PACIFICTION, TOURMENT SUR LES ÎLES
Le bal des hypocrites
Île de Tahiti. Entre les réceptions officielles, les soirées et les repas plus privés, les militaires de la marine françaises côtoient les responsables locaux. Au milieu d’eux, évolue le Haut-Commissaire de la République De Roller, parfaitement à l’aise en apparence, mais qui n’a pas son pareil pour manier la langue de bois. Surtout quand des rumeurs courent sur la reprise des essais nucléaires français dans le Pacifique…
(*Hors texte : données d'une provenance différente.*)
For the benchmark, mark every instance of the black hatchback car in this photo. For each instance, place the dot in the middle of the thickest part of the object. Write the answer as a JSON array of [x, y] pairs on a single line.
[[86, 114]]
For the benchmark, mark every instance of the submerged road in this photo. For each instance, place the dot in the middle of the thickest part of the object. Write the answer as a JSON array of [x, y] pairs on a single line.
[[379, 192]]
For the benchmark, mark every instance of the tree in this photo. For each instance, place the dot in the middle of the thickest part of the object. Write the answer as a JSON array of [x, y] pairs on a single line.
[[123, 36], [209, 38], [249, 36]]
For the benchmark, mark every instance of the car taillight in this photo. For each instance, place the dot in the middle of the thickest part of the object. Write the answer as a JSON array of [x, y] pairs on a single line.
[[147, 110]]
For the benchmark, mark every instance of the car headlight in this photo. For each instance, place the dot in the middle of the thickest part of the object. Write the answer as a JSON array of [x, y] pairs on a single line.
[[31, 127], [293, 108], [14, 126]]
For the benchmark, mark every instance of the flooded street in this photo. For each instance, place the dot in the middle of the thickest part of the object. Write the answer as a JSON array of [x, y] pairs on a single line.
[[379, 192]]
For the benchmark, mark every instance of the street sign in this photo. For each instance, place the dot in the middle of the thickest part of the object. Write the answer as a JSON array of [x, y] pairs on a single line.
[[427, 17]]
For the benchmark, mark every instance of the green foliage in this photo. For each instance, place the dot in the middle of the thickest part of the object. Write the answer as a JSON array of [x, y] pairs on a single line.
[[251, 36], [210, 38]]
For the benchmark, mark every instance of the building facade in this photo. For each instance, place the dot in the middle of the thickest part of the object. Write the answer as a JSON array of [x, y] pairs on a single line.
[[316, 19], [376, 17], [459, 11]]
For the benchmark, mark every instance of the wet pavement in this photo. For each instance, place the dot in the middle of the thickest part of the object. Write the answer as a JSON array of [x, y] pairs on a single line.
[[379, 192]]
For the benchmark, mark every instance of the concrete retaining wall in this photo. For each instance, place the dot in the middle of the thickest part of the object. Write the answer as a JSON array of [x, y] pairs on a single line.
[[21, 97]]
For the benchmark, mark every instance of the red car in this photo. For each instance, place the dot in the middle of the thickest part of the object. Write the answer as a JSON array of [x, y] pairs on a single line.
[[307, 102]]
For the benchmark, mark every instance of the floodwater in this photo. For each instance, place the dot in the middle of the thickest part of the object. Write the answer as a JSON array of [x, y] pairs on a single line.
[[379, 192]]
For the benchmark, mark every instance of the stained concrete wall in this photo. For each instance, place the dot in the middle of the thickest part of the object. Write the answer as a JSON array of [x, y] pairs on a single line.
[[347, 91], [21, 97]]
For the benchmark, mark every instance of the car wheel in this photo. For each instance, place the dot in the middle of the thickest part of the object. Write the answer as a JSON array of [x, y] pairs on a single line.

Réputé pour des films radicaux qui divisent ("La Mort de Louis XIV", "Le Chant des oiseaux", "Liberté"), le réalisateur espagnol Albert Serra est passé cette année par la compétition cannoise, certains ayant cru jusqu’au bout que "Pacifiction" repartirait avec un prix, du Jury ou d’interprétation pour son acteur principal. Il faut dire que Benoit Magimel délivre ici une belle prestation, portant le film de bout en bout sur ses épaules, entre accointances tactiques, numéro de noyade de poisson ou exercice de langue de bois, dans un rôle de Haut-Commissaire de la République omniprésent auprès des officiels locaux ou des militaires, quel que soit le contexte (repas officiel, spectacle traditionnel, soirée, compétition de surf...) ou la tenue requise (costume, short, traditionnelle locale...),mais toujours les lunettes de soleil vissées sur le nez.
S’éloignant des films d’époque, l’auteur tâche de nous plonger dans ces intrigues où se jouent des jeux de pouvoir locaux, une paix sociale difficilement acquise, et des intérêts français hérités des colonies. Bien sûr, Albert Serra magnifie les lieux par la lumière jusque dans son obsédant et déroutant final, mais au-delà des envolées verbales de Magimel (pour beaucoup improvisées puisque l’auteur est réputé pour ne pas ou peu écrire de dialogues), érigeant son personnage en grand stratège, les deux heures quarante cinq ont tout de même bien du mal à ne pas lasser. Surprenant dans ses choix musicaux électro, hypnotique par moments, déroutant dans sa signification quant à l’attitude de l’armée, "Tourment sur les îles" laisse un goût d’œuvre inachevée, manquant clairement d'esprit de synthèse.